Security concerns within the DeFi ecosystem
Security issues are a major concern within the DeFi sector, with malicious actors in the space taking advantage of vulnerabilities within bridging protocols and decentralized applications (DApps).
Adam Simmons, chief strategy officer of RDX Works — builders of the Radix protocol — told Cointelegraph, “The dirty secret of DeFi right now is that the entire public ledger technology stack has a huge number of known security issues, as demonstrated with the billions of dollars lost in hacks and exploits in the last few years.”
Vulnerability exploits are still taking place in the DeFi space. Recently the Nomad token bridge was drained of $160 million worth of funds. It is also estimated that $1.6 billion worth of funds has been stolen from DeFi protocols this year alone. Lack of security within the DeFi space makes it less likely for new users to get involved while discouraging people who have fallen victim to protocol exploits.
In order to combat this problem, there needs to be a greater emphasis on vetting protocols within the space to discover vulnerabilities before hackers can take advantage. There are already platforms like CertiK that carry out audits on blockchain-based protocols by checking the smart contract code, so that’s a good start. However, the industry needs to see increased auditing of DApps before they go live to protect users in the crypto space.
User experience issues
User experience (UX) is another potential roadblock for users who want to get involved in the DeFi ecosystem. The way investors interact with wallets, exchanges and protocols isn’t a straightforward intuitive process, leading to some users losing their funds due to human error. For example, in November 2020, a trader spent $9,500 in fees to execute a $120 trade on Uniswap after getting the “gas limit” and “gas price” input boxes confused.
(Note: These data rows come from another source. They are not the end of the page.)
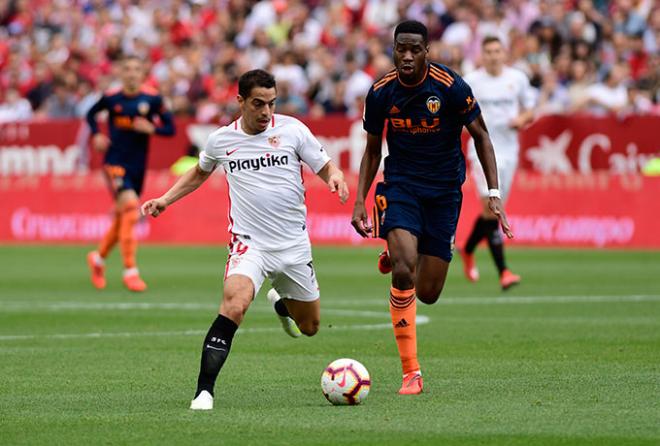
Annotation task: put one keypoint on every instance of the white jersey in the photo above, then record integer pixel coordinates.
(264, 173)
(501, 99)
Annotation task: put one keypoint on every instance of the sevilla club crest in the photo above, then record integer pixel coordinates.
(274, 141)
(143, 108)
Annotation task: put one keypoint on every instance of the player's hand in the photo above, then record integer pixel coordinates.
(336, 183)
(154, 207)
(100, 142)
(495, 205)
(143, 125)
(360, 221)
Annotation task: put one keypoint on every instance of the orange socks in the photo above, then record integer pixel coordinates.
(403, 309)
(110, 238)
(129, 216)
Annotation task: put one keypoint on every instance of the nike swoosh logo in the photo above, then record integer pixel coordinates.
(343, 379)
(216, 348)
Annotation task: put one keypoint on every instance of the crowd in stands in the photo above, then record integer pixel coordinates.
(58, 56)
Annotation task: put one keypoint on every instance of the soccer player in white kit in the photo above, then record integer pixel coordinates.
(506, 99)
(261, 154)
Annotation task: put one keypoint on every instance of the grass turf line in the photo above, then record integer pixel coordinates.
(542, 373)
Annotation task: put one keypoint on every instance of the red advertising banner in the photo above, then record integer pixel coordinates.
(597, 210)
(553, 144)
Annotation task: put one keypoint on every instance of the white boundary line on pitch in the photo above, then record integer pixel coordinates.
(495, 300)
(421, 320)
(508, 300)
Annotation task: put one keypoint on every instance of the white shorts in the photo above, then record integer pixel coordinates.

In another example, a rock nonfungible token (NFT) worth $1.2 million was sold for less than a cent when a user listed it for sale at 444 WEI instead of 444 Ether (ETH). These examples are known as fat finger errors, where users lose money due to mistakes they make when inputting values for prices or transaction fees. For DeFi to be widely adopted by the masses, the process must be simple for regular, everyday people.
However, that is currently not the case. In order to use a DeFi application, users need to own a noncustodial wallet, or a wallet where they control the private keys. They also need to back up the recovery phrase and keep it in a safe place. When interacting with a DApp, users need to connect their wallet, which can sometimes be complicated, especially when using a mobile wallet.
In addition, when sending or receiving payments, users need to copy the addresses involved in the transactions, and in some cases, they need to input the amount of gas they want to spend on a transaction. If a user doesn’t understand this process, they could use a low gas setting and end up waiting hours for their transaction to be sent since the gas fee is so low.
The process gets even more complex when dealing with tokens built on networks such as the ERC-20 and BEP-20 standards. When you transfer these tokens, you need to pay for the transaction with the cryptocurrency of the network it belongs to. For example, if you want to send an ER-20 token, for example, USD Coin (USDC), you’ll need to hold ETH in your wallet to pay for the gas, which adds more complexity to the transaction.
Developers in the DeFi space need to make the ecosystem more user-friendly for beginners and regular non-technical users in the space. Building wallets and DApps that prevent fat finger errors (by auto-inputting values, for example) is a good start. This is already the case with centralized exchanges, but it needs to be brought into decentralized platforms and noncustodial wallets for the DeFi sector to grow.